Neck pain, which I had not focused on, was better. It was dramatic. After 18 months of treatment (not always consistent) he was better and optimistic. Why had I been holding out and not prescribing this miraculous treatment? This is a question I have to ask myself. Did he respond to anti-Babesia therapy because the Lyme had been thoroughly trounced? Or did I let this one slip through. I am still learning. I won't make this mistake again.
There is a notion amongst ILADS docs that 58 and 66 bands suggest Babesia. I have become suspicious that low folate and B12 suggest chronic RBC infection. Babesia is the most likely culprit. Ehrlicia and Bartonella probably don't persist that long if standard Bb therapy is used.
He is not the only Lyme patient I have seen with a paralyzed diaphram.
I have to be on the lookout. It is not just new patients who have Lyme. It is also old patients who have been in the practice for years with "mystery" illnesses.

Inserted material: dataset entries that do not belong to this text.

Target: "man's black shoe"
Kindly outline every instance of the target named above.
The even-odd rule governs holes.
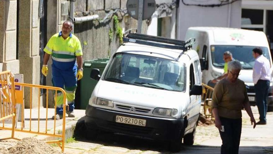
[[[259,121],[256,123],[256,124],[266,124],[266,121]]]

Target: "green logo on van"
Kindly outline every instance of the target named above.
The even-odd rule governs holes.
[[[235,40],[237,39],[244,39],[244,36],[243,34],[239,33],[233,33],[230,35],[231,37],[231,40]]]

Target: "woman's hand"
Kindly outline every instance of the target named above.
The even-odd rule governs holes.
[[[255,119],[254,120],[255,120]],[[215,119],[215,126],[219,130],[221,130],[222,129],[222,123],[220,119]]]
[[[251,125],[252,125],[253,123],[254,123],[254,125],[253,126],[253,129],[254,129],[256,127],[256,121],[253,116],[250,117],[250,121],[251,122]]]

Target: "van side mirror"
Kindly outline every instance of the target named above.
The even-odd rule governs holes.
[[[100,70],[97,68],[93,68],[91,71],[90,77],[96,80],[99,81],[101,78],[100,75]]]
[[[200,65],[201,66],[201,70],[202,71],[208,69],[208,61],[205,59],[205,58],[203,58],[199,59],[200,61]]]
[[[194,85],[190,91],[190,96],[201,95],[202,95],[202,86],[199,85]]]

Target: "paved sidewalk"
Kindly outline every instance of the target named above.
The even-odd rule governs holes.
[[[54,132],[54,120],[51,119],[52,115],[54,114],[54,109],[48,109],[47,115],[47,116],[46,108],[40,109],[40,121],[39,127],[39,132],[45,132],[47,130],[48,132],[52,133]],[[75,128],[76,124],[78,119],[85,115],[85,110],[74,110],[76,117],[69,118],[67,117],[66,114],[65,118],[65,138],[67,138],[72,136]],[[24,130],[29,130],[30,127],[30,109],[25,109],[25,127]],[[38,109],[34,109],[31,111],[31,130],[32,131],[38,132]],[[47,127],[46,128],[46,119],[47,117],[48,119]],[[17,124],[17,128],[20,128],[21,122],[18,122]],[[55,133],[61,134],[62,132],[63,119],[56,120],[55,125]],[[2,126],[2,123],[0,122],[0,126]],[[5,123],[5,127],[11,128],[11,124]],[[11,130],[2,130],[0,129],[0,137],[1,138],[9,138],[11,137]],[[16,131],[15,137],[19,139],[27,137],[35,137],[37,138],[43,140],[49,140],[59,139],[59,138],[52,137],[49,136],[35,134],[23,133]]]

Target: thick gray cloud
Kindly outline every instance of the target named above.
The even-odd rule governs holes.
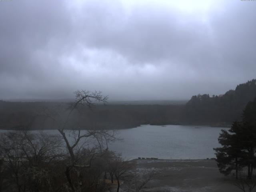
[[[0,98],[188,99],[255,78],[256,2],[184,1],[0,1]]]

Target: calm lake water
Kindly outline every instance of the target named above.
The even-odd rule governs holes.
[[[122,142],[110,149],[122,152],[127,158],[156,157],[174,159],[215,157],[212,148],[220,146],[218,138],[222,129],[194,126],[142,125],[119,131]]]
[[[195,128],[199,127],[200,128]],[[118,131],[122,141],[109,146],[126,159],[155,157],[167,159],[197,159],[215,157],[214,148],[220,146],[222,129],[206,126],[142,125]],[[6,132],[2,130],[0,132]],[[58,134],[57,130],[45,131]]]

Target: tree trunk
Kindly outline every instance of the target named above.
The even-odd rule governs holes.
[[[248,175],[247,175],[247,177],[248,177],[248,178],[249,179],[250,179],[251,177],[250,177],[250,175],[251,175],[251,164],[248,164]]]
[[[238,163],[237,162],[237,157],[236,158],[236,179],[238,178]]]
[[[116,180],[117,180],[117,189],[116,189],[116,192],[119,192],[119,188],[120,187],[120,183],[119,182],[119,179],[118,178],[116,178]]]
[[[111,183],[113,184],[114,183],[114,174],[110,174],[110,177],[111,177]]]
[[[71,188],[72,189],[72,191],[74,192],[75,189],[74,188],[74,186],[73,185],[73,183],[72,183],[72,181],[71,181],[71,178],[70,178],[70,175],[69,174],[69,168],[67,166],[66,168],[66,171],[65,171],[65,174],[66,174],[66,176],[67,178],[67,179],[68,180],[68,183],[70,186]]]

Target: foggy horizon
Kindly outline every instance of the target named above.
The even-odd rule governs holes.
[[[256,2],[0,1],[0,100],[188,100],[255,78]]]

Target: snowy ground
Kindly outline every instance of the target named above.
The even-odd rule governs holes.
[[[142,174],[158,172],[147,184],[145,192],[238,192],[231,176],[219,172],[212,160],[166,160],[137,159],[137,170]]]

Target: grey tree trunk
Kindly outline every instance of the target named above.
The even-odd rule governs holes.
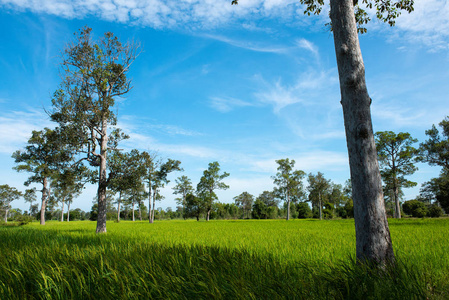
[[[399,205],[399,187],[396,174],[393,175],[394,217],[401,218],[401,206]]]
[[[150,223],[154,223],[154,206],[156,206],[156,193],[153,191],[153,208],[151,209]]]
[[[71,201],[69,201],[69,203],[67,203],[67,222],[70,222],[70,204],[71,204]]]
[[[64,200],[62,200],[62,208],[61,208],[61,222],[64,222]]]
[[[98,180],[98,219],[97,219],[97,233],[106,232],[106,187],[107,187],[107,175],[106,175],[106,152],[108,149],[108,136],[107,136],[107,121],[103,120],[102,137],[100,139],[100,170]]]
[[[41,225],[45,225],[45,209],[47,208],[47,178],[42,181],[42,204],[41,204]]]
[[[139,220],[142,221],[142,209],[141,209],[142,205],[141,205],[140,200],[139,200],[138,204],[139,204]]]
[[[148,221],[153,223],[151,219],[151,179],[148,180]]]
[[[356,257],[380,264],[394,262],[385,213],[353,0],[331,0],[330,17],[340,79],[341,104],[351,170]]]
[[[120,203],[122,202],[122,191],[118,194],[118,201],[117,201],[117,222],[120,222]]]
[[[323,203],[321,203],[321,192],[318,192],[318,205],[319,205],[319,212],[320,212],[320,220],[323,219]]]
[[[134,200],[132,201],[132,207],[133,207],[133,222],[136,220],[135,218],[134,218]]]

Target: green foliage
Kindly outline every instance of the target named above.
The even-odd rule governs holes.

Wednesday, October 1, 2008

Lupus patient

I have a stack of interesting cases which I plan to write blogs about sitting on my desk. Since I am at home, I will mention the story of one patient I saw last week. This patient had "lupus" or systemic lupus erythematosis for more than a decade. She had the classic butterfly rash. She had arthritis, fatigue and frequent episodes of pleurisy. Her rheumatologist had treated her with corticosteroids and Plaquenil. Her symptoms were poorly controlled. About 18 months ago I told her about the Lyme hypothesis. She agreed to be tested. Her results were equivocal. We decided to try antibiotic. Results: No rash, no fatigue, no arthritis and no pleurisy. She ran out of Plaquenil and the symptoms did not recur. This had not happened in a decade. I asked her if she felt comfortable with the new paradigm. Her answer: A resounding yes. We are continuing antibiotics which work better than standard fare. She avoids her Harvard trained rheumatologist now. She is tired of hearing that her experiences are impossible and that her physician does not know what he is doing. It's all a placebo effect. Placebos don't work for an extended period. Find another explanation if you think mine is incorrect. More complex case summaries will follow.